Taste-Testing 3-D-Printed Candies

Print your candy and eat it too

ChefJet Candies

Sam Kaplan

These days you can 3-D print just about anything—a wrist splint, a figurine that looks just like you, even components for rockets. Now food is on the list. One start-up, Natural Machines, began printing savory meals like ravioli and pizza in the fall of 2013. Over in Germany, the 13-year-old company Biozoon has started printing easy-to-swallow pureed foods for senior citizens, molded to look like the real thing. And 3D Systems will launch two commercial food printers, the ChefJet and the ChefJet Pro, this year.

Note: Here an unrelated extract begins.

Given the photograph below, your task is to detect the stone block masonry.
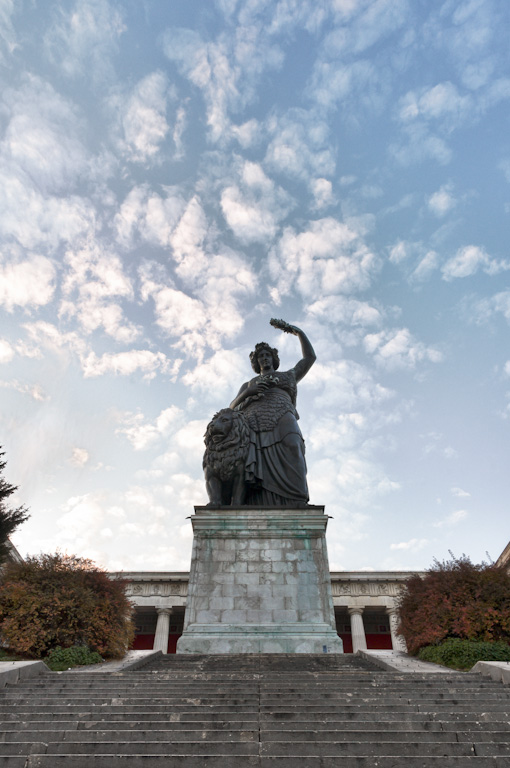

That’s all well and good, but 3-D–printed food won’t have much of a future if it doesn’t taste good. So we asked 3D Systems to print out mint and sour-apple-flavored candy for the Popular Science staff to try. Like filament printers, the device deposits a powdered-sugar mixture and builds it up layer by layer using a water-based binding agent. The shapes were awesome (geodesic domes!), but what about the taste?

The Verdict

TASTE

“Starts out sweet and ends up sour.”

“It’s like a Sour Patch Kid meets Pixie Stix, meets a 3-D printer.”

“It tastes like an after-dinner mint mixed with a sugar cube. Or a sugar cube made of crushed-up dinner mints.”

“I would be very excited if this tasted more like a chip.”

TEXTURE

“It’s grainy, but I don’t mind it.”

“It’s like a sugar cube mixed with a cloud.”

“I’ve never thought of candy as dry . . .”

“Gets stuck in your teeth.”

“It’s like . . . what is it like? It’s not like anything.”